Energy prices are on the up and according to the End Fuel Poverty Coalition, over 2 million households in the UK cannot afford the cost of heating their homes.

If you're struggling to pay for your energy, there are ways to get help and stop it from happening again. Here's what you can do if you're worried about the price of your heating bill:

Check your bill

While it's rare, there's always a chance your bill could be wrong. Get a copy of your most recent energy bill and check:

  • If it's actual or estimated: If your bill's estimated, it's based on typical usage rather than what you've actually used. Take a new meter reading and contact your supplier to update your account.

  • Your meter reading: This might be wrong, so call your supplier to give them an up to date meter reading. You should also check that the MPRN on your meter matches the number on your bill, otherwise you could be paying for your neighbour's heating.

  • If you're on the right tariff: Check the name of your tariff on your most recent bill matches up to previous copies. You may have been put on a variable tariff by accident, which means you'll pay more for your energy.

  • If your supplier has changed their prices: Compare the unit rate and standing charges on your most recent bill to a previous bill. If your supplier has hiked their prices, you may be able to switch without being charged.

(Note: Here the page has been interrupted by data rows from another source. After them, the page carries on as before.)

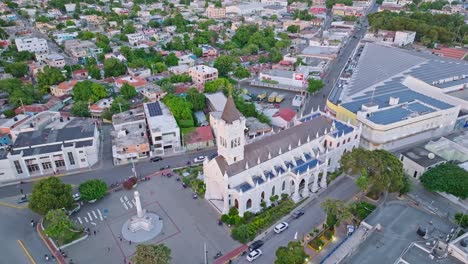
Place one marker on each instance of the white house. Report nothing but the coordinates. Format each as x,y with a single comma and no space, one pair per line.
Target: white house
34,45
294,161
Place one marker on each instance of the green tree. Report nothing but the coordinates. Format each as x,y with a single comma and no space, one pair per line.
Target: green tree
314,85
292,254
225,64
59,226
152,254
17,69
168,87
293,29
220,84
448,178
49,76
461,219
241,72
172,60
160,67
385,171
119,105
48,194
88,91
197,99
93,189
114,67
275,55
80,108
128,91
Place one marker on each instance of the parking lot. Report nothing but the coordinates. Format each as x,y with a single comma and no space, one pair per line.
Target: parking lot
399,225
188,224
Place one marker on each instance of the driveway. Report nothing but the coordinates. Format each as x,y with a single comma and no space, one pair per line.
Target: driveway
343,189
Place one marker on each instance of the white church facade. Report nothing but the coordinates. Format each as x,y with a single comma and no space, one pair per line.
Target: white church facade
294,161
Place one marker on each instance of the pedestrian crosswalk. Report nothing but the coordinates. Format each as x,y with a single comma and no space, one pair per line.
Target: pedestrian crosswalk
90,217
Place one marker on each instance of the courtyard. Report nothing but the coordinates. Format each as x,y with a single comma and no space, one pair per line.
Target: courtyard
188,224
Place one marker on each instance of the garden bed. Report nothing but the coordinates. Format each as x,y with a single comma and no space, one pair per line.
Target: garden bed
191,180
248,227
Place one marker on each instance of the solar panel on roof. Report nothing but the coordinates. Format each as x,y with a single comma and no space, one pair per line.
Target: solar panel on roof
154,109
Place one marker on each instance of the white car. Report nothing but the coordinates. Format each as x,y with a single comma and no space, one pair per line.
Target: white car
281,227
254,255
199,159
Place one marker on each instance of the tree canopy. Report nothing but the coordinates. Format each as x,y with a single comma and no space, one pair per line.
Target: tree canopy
88,91
448,178
292,254
114,67
48,194
152,254
384,171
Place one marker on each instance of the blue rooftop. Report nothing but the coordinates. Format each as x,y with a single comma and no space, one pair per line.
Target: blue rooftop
399,113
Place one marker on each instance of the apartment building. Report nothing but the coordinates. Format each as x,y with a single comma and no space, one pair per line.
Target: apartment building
34,45
163,128
201,74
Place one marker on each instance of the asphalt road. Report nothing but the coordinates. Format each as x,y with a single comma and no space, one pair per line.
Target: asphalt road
111,174
336,66
343,189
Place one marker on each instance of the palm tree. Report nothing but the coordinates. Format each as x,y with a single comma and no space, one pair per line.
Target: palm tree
152,254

It sounds obvious, but checking your energy bills is vital if you want to avoid being overcharged. Pop them in a folder if you get them in the post, or set time aside each month to log in to your online account.

Lots of energy companies offer apps to help you keep track of your energy usage. This means you can check the cost of your heating easily, wherever you are.

Talk to your supplier

Call your provider as soon as you realise you'll struggle to pay your bill. The longer you put this off, the more debt you'll get into and the harder it'll be to pay it back.

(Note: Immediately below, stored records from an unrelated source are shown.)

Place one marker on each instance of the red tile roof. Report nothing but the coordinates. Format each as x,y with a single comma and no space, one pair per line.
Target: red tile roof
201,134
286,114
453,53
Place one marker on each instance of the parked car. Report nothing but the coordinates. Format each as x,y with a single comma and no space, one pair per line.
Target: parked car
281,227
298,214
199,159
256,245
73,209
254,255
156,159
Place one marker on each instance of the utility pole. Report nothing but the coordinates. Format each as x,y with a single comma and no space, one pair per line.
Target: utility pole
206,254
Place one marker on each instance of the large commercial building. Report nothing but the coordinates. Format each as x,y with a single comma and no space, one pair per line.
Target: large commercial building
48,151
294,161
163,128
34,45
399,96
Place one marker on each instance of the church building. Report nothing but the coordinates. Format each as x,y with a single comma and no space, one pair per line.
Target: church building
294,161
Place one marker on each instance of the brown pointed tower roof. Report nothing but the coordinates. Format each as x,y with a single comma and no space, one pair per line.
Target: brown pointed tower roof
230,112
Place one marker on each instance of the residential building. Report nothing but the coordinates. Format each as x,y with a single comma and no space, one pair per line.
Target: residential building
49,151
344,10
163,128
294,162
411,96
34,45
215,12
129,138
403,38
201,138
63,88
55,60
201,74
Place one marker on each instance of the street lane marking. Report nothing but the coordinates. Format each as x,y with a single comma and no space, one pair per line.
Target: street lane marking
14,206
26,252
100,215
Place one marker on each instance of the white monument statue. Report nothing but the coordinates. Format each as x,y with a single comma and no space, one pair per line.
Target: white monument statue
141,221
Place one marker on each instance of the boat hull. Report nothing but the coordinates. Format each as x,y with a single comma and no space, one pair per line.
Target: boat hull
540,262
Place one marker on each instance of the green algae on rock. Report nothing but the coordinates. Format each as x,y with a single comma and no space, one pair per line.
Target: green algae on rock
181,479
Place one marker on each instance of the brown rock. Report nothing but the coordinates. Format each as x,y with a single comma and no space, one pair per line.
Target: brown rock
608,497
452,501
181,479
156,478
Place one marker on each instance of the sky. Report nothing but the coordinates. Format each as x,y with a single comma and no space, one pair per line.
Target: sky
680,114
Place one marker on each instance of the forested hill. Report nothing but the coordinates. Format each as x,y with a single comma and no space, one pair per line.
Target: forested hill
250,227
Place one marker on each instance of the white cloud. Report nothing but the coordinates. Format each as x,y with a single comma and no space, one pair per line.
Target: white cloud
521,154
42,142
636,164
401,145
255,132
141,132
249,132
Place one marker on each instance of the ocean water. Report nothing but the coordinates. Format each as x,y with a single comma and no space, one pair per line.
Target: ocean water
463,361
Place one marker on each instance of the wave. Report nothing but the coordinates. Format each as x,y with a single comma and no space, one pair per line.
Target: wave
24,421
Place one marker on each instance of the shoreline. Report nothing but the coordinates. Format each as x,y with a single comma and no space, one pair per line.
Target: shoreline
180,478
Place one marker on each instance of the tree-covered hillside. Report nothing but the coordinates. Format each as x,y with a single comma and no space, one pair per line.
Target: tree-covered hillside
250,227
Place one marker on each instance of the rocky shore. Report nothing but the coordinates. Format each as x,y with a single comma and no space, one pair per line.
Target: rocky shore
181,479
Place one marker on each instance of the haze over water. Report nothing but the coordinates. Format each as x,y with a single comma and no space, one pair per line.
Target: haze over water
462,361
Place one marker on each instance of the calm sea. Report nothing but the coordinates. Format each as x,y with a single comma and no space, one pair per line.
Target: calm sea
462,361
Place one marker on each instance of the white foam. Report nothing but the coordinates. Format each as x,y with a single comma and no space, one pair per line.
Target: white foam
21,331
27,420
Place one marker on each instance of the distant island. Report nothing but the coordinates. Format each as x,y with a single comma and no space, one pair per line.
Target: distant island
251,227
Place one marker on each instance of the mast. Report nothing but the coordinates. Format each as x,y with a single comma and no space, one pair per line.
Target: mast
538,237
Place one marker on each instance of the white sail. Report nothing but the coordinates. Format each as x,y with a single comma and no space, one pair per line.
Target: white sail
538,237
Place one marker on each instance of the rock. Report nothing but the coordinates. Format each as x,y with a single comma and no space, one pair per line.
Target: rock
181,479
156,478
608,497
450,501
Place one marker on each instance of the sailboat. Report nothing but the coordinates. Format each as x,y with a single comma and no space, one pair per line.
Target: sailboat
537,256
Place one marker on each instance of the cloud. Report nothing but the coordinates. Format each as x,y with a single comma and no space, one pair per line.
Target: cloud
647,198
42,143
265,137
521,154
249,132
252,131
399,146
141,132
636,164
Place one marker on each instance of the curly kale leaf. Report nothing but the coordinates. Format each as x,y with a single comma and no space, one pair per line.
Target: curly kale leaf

If you're having difficulty paying your bills, energy companies have to offer you options to pay back what you owe.

This could be anything from a plan to split the cost over several separate payments, or a cheaper tariff. The Citizens Advice website explains how to go about agreeing a payment plan with your energy company.

See if you can get help

There are lots of charities and government schemes that could help you with the cost of your heating bill:

  • Get government help: You can check if you're eligible for help with your heating bill on the GOV.UK website. You're more likely to get benefits if you're on a low income or over 60, but it's always worth checking.

  • Get help from an energy company: British Gas, EDF and E.ON offer grants to help with the cost of energy bills. You don't even have to be a customer; anyone can apply online.

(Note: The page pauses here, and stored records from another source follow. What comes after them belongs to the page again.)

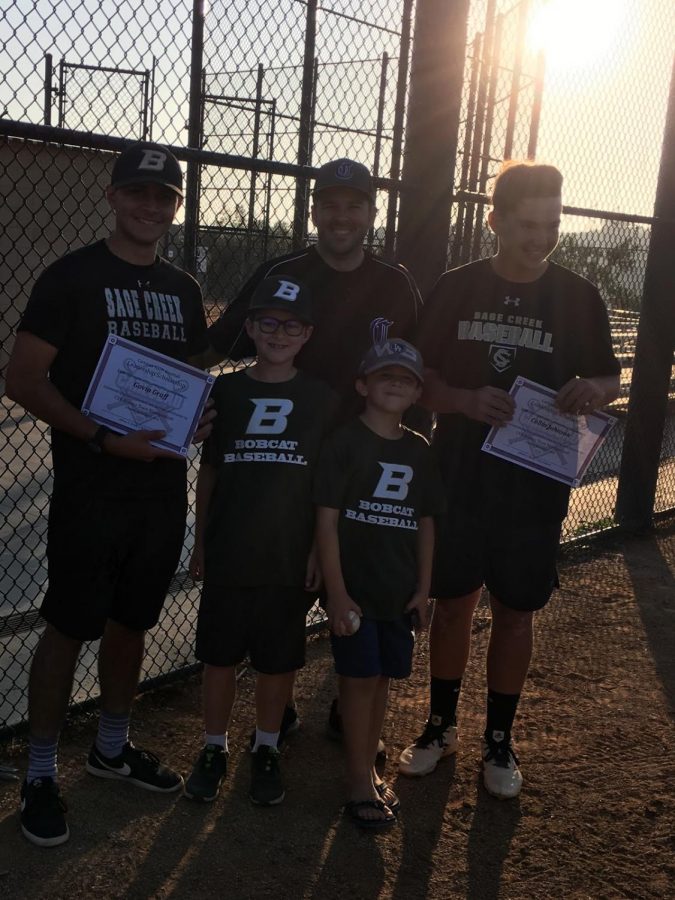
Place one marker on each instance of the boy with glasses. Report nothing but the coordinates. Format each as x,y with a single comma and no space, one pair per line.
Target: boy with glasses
254,534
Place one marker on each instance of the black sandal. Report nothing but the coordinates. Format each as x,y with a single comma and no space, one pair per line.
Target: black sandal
354,806
393,802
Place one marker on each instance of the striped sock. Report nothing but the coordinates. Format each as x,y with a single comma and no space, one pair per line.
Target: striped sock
42,758
113,734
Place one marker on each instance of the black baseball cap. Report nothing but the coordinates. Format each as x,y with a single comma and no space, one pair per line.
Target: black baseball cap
395,352
345,173
147,163
283,292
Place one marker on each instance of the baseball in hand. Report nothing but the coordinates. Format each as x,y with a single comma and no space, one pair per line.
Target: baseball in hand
354,621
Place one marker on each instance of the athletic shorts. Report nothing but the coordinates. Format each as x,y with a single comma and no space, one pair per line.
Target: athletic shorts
517,565
266,623
110,559
377,648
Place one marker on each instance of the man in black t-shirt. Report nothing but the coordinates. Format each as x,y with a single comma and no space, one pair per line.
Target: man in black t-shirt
484,324
117,514
358,300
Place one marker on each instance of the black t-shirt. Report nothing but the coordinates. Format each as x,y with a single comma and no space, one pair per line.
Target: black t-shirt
382,488
479,329
351,311
264,444
75,304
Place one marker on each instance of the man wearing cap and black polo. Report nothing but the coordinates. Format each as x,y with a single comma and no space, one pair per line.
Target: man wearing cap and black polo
358,300
117,514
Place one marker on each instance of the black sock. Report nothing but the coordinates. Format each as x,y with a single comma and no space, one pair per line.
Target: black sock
501,711
444,698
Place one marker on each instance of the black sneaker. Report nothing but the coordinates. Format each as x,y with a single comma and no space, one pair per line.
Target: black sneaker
266,786
335,731
43,813
209,770
138,766
289,723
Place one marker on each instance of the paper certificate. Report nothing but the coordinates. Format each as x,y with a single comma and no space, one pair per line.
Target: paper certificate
136,389
541,438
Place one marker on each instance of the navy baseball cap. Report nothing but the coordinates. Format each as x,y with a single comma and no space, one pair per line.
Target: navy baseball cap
394,352
345,173
147,163
283,292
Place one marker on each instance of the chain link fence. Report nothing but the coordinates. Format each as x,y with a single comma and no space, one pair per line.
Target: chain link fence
257,89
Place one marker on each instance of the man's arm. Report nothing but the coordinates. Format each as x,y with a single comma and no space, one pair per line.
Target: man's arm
584,395
28,384
487,404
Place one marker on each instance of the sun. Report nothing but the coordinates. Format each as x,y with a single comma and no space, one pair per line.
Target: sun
576,34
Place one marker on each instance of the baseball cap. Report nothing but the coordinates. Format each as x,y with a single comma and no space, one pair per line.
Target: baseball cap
394,352
283,292
146,162
345,173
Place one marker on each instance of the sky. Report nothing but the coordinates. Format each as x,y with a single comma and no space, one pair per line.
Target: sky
606,84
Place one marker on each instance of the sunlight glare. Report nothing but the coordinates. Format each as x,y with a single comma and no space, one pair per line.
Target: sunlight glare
576,34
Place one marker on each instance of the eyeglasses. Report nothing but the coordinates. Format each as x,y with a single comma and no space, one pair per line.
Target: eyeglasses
270,325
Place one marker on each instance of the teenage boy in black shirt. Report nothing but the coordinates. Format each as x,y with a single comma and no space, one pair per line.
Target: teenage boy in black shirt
376,494
485,323
117,514
254,534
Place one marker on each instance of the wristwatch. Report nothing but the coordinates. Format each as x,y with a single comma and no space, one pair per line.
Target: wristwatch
95,444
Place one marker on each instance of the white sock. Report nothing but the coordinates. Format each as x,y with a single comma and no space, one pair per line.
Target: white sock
220,740
265,739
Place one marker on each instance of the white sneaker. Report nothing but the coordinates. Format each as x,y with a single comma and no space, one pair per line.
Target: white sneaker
433,744
501,776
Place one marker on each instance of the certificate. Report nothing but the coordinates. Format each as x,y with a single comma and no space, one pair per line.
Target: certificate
136,389
545,440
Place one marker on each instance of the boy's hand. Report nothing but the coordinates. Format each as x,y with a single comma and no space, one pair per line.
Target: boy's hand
196,567
313,577
419,607
205,424
338,609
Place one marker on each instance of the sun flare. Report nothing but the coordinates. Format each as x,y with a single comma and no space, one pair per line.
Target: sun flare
576,34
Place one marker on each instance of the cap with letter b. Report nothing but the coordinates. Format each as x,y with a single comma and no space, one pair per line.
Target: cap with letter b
394,352
147,163
283,292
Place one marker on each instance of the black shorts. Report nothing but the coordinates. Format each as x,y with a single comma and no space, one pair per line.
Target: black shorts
110,559
377,648
517,565
266,623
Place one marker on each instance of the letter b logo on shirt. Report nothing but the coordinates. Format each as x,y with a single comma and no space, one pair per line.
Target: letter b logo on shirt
270,416
394,481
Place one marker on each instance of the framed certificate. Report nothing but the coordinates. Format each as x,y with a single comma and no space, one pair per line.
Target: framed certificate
545,440
137,389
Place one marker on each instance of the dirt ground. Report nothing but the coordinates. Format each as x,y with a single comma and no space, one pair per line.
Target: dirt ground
596,818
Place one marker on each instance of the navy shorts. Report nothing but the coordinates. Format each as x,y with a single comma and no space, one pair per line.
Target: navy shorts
517,565
377,648
110,559
266,623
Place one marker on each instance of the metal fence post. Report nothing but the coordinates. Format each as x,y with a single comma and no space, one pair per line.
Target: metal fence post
305,126
436,83
194,139
652,369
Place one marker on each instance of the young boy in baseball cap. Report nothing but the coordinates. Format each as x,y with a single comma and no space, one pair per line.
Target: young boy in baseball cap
377,492
254,534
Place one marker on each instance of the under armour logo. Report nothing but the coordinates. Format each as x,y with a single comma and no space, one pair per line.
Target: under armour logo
287,290
345,170
379,329
152,160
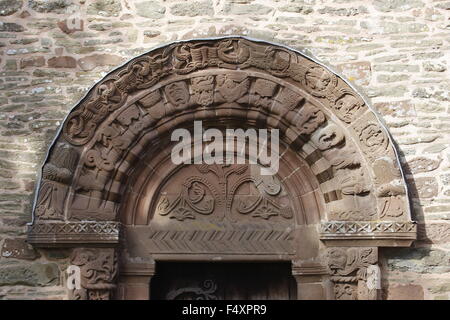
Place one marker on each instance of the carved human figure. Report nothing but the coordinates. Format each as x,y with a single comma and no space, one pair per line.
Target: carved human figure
98,271
56,176
347,106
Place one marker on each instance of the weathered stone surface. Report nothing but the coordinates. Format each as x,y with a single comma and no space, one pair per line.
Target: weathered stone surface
404,42
150,9
193,8
62,62
18,249
91,62
405,292
425,187
396,108
422,164
32,62
107,8
433,232
434,66
250,9
358,72
8,7
36,274
397,5
71,25
445,179
11,27
420,260
54,6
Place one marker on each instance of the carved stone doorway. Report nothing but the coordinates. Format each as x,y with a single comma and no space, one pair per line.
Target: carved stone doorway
110,192
223,281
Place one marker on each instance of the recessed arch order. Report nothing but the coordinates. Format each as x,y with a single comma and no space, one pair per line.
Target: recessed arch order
109,190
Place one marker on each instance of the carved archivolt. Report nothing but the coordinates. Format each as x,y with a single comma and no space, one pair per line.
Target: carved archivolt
110,162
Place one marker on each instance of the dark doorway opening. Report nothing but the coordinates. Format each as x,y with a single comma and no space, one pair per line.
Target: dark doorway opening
222,281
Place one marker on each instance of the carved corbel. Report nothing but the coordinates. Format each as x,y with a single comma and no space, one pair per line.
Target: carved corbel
354,273
97,271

  • Get debt advice: There are lots of free resources online that can help you manage your debt. National Debtline also has a free phone number (0808 808 4000) that's open until 8pm on weekdays.

Stop it happening again

Once you're back on top of your energy bills, there are lots of ways to avoid paying too much for your heating:

Fix your energy prices

If you haven't already, fix the cost of your energy when it's time to renew your tariff.

It's by far the cheapest way to pay for your gas, because the unit price of your energy is fixed at the start of your contract.

So, while your bill will still fluctuate based on how much energy you use, the basic rate stays the same.

What's more, if your supplier tries to put your prices up, you can switch to another company without charge.

Pay by direct debit

It's usually cheaper to pay for your energy by direct debit, and it means you won't fall behind because you've forgotten to pay your bill.

What's more, if you overpay a bit during the summer, you'll end up with a reserve of cash to cover the increased cost of keeping warm in the winter.

Get a smart meter

Smart meters can help you monitor your energy usage in real time. Plus, energy companies are installing them for free, so it won't cost you a penny.

44% of consumers say their energy bills have reduced after having a smart meter installed.

Source: ECTA Training, leading provider of gas, electric and trade skills courses in the UK

The government wants smart meters in all homes by 2020, but not all energy companies have started fitting them yet. Ask your supplier if you can get a smart meter installed.

Switch supplier

You could save more than 200 by switching your energy service, so shop around to see if you could get a better deal.